Uh, no son, that’s not, oh forget it
The UCLA Bruins face Western Kentucky Hilltoppers in the NCAA Men’s College Basketball tournament. It was a little awkward when they asked a Western Kentucky player about playing UCLA, he said; “My daddy is a Bruin. In fact, he’s a bruin some moonshine right now.”

Back home
Idaho Senator Larry Craig missed the deadline to file for re-election. Apparently Craig wants to spend more time with his hometown bus station restroom.

Since you asked:

Hillary Clinton claimed on a 1996 celebrity trip to Bosnia, upon arriving, she had to duck sniper fire. But one of Hillary’s companions, comedian Sinbad, recalled no shots. In fact, at the time, the only person getting shot at around a Clinton was, well, Monica.

(You know your story is questionable when Sinbad is brought in as the voice of reason.)

How typically “Clinton” is that story? We all have lied. Or, as our conscience likes to couch it, we all have embellished. As Mark Twain said;

“The truth is a valuable commodity, we must use it sparingly.” M.T.

A friend of mine, Ronnie-B, loves to embellish. He loves to embellish on about five stories about me from when we used to work together in La Jolla for Shearson Lehman. The problem is that he embellishes so much, and he combines several stories into one, and he adds so many features to make the stories funnier, and to make me look stupider, as if that were necessary, that the end result is a complete and total fabrication. In English, a bold-faced lie.

But Ronnie-B has told these stories so often for so long he honest-to-god thinks they are gospel. We’ve all done that. If you say you haven’t than you are either Pope Benedict or you are lying. Or both. (If he is reading, a shout-out to Pope Benedict XVI, or as we at a.L.b.b. call him, P. Benny Sweet Sixteen. Yo. Respect.)

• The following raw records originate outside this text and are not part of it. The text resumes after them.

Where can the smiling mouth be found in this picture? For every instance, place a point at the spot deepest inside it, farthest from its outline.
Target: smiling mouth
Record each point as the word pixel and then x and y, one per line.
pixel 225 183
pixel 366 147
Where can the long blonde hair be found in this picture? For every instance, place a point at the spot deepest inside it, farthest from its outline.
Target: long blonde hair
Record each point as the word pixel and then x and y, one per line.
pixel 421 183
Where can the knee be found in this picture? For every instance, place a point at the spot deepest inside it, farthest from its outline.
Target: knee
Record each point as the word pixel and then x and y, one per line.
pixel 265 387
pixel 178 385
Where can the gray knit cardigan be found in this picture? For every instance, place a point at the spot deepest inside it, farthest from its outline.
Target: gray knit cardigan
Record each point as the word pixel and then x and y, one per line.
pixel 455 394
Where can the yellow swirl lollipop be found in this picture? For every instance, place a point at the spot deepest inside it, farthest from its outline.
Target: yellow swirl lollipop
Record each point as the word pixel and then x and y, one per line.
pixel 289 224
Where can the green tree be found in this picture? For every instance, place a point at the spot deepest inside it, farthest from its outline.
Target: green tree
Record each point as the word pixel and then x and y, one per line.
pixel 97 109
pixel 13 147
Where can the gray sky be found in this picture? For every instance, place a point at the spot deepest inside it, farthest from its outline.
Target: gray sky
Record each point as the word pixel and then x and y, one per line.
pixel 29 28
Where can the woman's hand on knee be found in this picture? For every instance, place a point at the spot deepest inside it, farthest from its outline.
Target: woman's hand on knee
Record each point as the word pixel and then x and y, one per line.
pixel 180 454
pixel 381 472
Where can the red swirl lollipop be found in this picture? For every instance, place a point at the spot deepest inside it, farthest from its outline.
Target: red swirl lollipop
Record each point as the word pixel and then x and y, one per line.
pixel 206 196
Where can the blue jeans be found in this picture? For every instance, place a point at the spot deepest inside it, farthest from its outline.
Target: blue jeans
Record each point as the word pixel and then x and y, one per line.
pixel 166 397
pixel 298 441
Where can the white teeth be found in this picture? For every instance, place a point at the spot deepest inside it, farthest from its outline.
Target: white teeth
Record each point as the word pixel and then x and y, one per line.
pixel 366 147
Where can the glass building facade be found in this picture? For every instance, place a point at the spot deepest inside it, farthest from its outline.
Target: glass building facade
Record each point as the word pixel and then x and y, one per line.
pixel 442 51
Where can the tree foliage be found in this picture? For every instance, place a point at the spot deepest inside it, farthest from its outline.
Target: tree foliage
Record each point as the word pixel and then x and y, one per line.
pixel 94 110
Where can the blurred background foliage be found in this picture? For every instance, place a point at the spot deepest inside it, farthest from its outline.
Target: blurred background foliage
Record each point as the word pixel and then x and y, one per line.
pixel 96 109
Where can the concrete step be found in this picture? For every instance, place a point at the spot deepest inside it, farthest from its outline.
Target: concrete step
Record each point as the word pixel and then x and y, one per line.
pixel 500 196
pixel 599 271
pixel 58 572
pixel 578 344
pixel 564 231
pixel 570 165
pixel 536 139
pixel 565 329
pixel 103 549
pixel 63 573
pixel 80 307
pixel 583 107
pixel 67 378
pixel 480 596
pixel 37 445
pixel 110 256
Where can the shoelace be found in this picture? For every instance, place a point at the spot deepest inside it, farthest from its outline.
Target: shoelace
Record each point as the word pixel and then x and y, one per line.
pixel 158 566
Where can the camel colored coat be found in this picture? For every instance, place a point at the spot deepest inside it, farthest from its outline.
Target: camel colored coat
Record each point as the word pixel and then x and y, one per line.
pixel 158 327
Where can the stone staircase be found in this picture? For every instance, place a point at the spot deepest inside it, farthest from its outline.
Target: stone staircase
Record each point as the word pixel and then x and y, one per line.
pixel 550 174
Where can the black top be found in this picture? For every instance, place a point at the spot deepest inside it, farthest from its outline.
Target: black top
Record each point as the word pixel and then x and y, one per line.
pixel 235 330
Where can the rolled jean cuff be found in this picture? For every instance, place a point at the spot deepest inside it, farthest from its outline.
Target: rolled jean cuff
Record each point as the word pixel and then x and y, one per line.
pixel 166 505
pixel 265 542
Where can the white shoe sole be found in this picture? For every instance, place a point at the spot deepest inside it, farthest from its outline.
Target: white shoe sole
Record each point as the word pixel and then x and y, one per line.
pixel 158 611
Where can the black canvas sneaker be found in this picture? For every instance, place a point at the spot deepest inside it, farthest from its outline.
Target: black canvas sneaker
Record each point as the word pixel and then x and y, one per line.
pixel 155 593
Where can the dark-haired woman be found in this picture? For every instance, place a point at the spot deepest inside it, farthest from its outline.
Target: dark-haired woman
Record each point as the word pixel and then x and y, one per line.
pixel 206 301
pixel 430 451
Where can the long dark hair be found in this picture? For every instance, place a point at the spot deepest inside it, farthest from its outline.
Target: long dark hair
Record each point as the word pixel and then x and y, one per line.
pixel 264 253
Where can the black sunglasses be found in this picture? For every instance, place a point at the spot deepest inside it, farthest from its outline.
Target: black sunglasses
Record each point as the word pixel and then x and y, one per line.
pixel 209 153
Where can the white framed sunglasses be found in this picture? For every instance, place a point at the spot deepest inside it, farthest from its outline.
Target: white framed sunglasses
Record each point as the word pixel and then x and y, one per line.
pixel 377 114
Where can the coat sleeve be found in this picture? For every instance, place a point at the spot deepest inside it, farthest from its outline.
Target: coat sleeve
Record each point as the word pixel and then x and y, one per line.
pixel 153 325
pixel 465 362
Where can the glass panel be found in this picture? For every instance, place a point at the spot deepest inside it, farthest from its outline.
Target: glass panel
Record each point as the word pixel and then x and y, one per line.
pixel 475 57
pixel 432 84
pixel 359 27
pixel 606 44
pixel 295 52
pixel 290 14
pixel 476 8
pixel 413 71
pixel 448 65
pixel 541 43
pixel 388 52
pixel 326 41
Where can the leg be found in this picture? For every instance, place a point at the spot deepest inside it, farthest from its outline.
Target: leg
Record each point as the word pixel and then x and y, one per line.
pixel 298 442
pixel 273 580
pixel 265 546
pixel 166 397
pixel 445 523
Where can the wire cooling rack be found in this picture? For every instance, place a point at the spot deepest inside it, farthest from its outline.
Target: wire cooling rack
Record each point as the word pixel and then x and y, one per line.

But Hillary takes embellishing into a new Clinton-sphere. To bolster her image as a courageous diplomat, last week she tells a live audience, including the press, of how she bravely traveled to war-torn Bosnia and barely survived as sniper bullets whistled by her Hillary-Do’d head.

The problem? It turns out it was a very secure celebrity-laden cushy trip and one of the celebrities who was there, Sinbad, stated directly that Hillary was, well, not telling the truth.

So Hillary’s camp spews out a “misspoke” statement.

Apparently misspeaking is the new lying.

And while you mentioned it:
Saw the Demi Moore on Dave last night. (Well, not actually on Dave, so you can relax, Ashton) Now, I know we’ve all heard the “Gimme More” insults by aggrieved film crews who rail against Moore’s selfish and boorish behavior on set, but, for some reason, I tend to want to like the Demi Moore.

But I noticed that the Demi is really suddenly turning into a good ol’ gal. You know, with big bones, the rough barroom smoke-gruffy guffaw, on-the-back-of-a-motorcycle-a-lot skin and the sideways wink. If she keeps this up we may have too change Demi’s name to Betty, or Suse, or Sally, Dot or Deb.